4. Materials and Methods

4.1. Antibody–Drug Conjugates

HER3-DXd was synthesized in accordance with the published procedure [19], conjugating the exatecan derivative-based cytotoxic payload, DXd, with a naked anti-HER3 antibody (patritumab, U3-1287). Control IgG-ADC (anti-LPS antibody) was synthesized in the same manner as HER3-DXd using matched isotype mAb, resulting in a comparable drug-to-antibody ratio.

4.2. Cell Lines

MDA-MB-453, HCC2218, COLO829, HCC4006 and NCI-H2228 were purchased from ATCC. PC-9 was purchased from ECACC, and HCC-78 was purchased from Leibniz Institute DSMZ. MDA-MB-453 was cultured with Leibovitz L-15 medium (#11415; Thermo Fisher Scientific, Waltham, MA, USA) supplemented with 10% fetal bovine serum (#SH30396.03; HyClone Laboratories, Logan, UT, USA) in a humidified CO2-free incubator (Forma Steri-Cult #3307; Thermo Fisher Scientific) at 37 °C. All other cell lines were cultured with RPMI1640 (#11875; Thermo Fisher Scientific) supplemented with 10% FBS in a humidified 5% CO2 incubator at 37 °C.

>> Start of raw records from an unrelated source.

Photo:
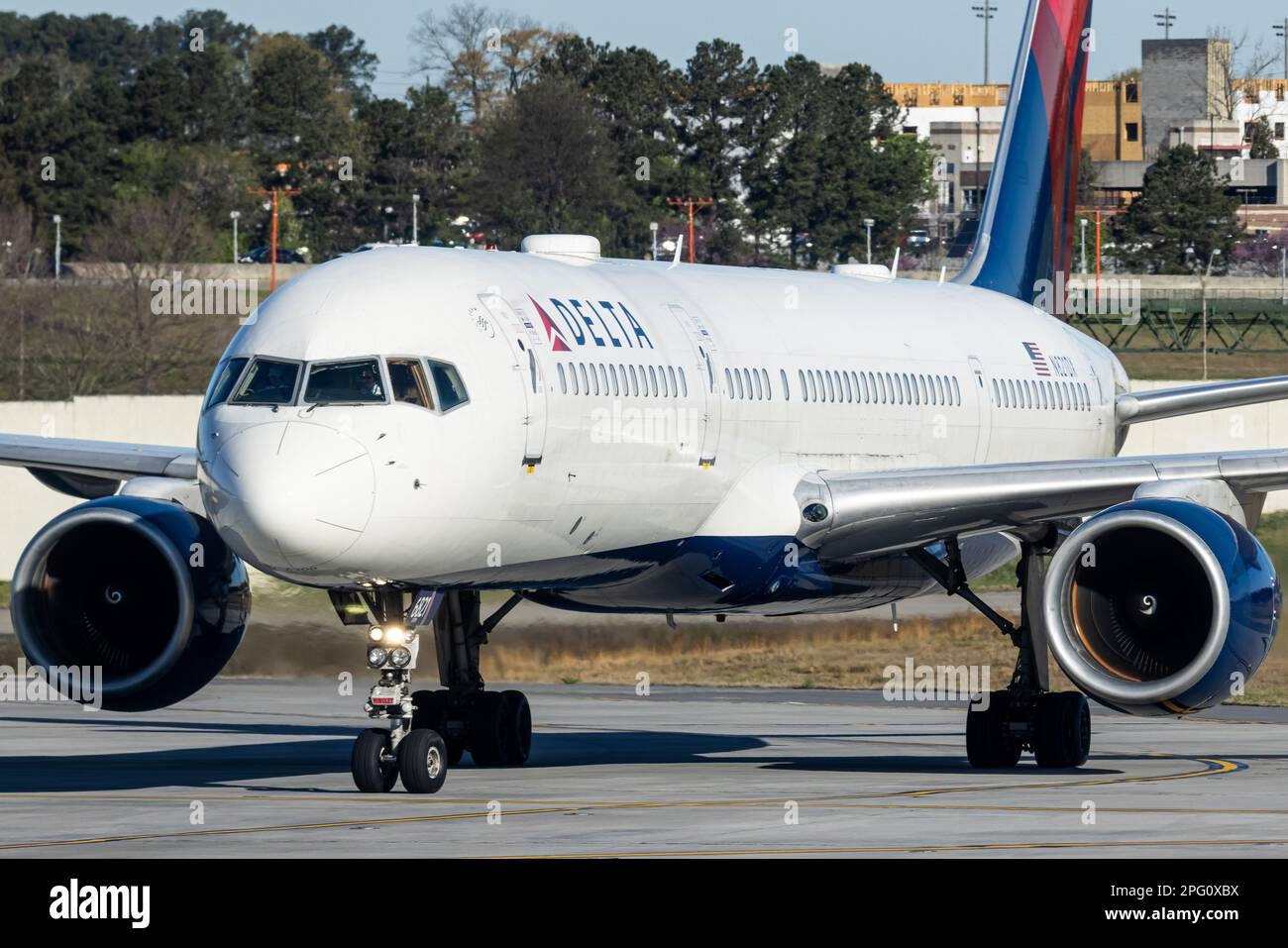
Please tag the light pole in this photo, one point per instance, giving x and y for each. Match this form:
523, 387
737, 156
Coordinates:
986, 13
1282, 33
1283, 274
1207, 275
1164, 20
58, 247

4.3. Confocal Microscopy Imaging

Cell suspension of MDA-MB-453 or HCC2218 was incubated with HER3-DXd on ice or at 37 °C. After harvesting, cells were fixed and permeabilized and then incubated with the primary antibody cocktail, the secondary antibody cocktail and DAPI solution. Fluorescent images were acquired using a confocal microscope. See Supplementary Materials and Methods for further information.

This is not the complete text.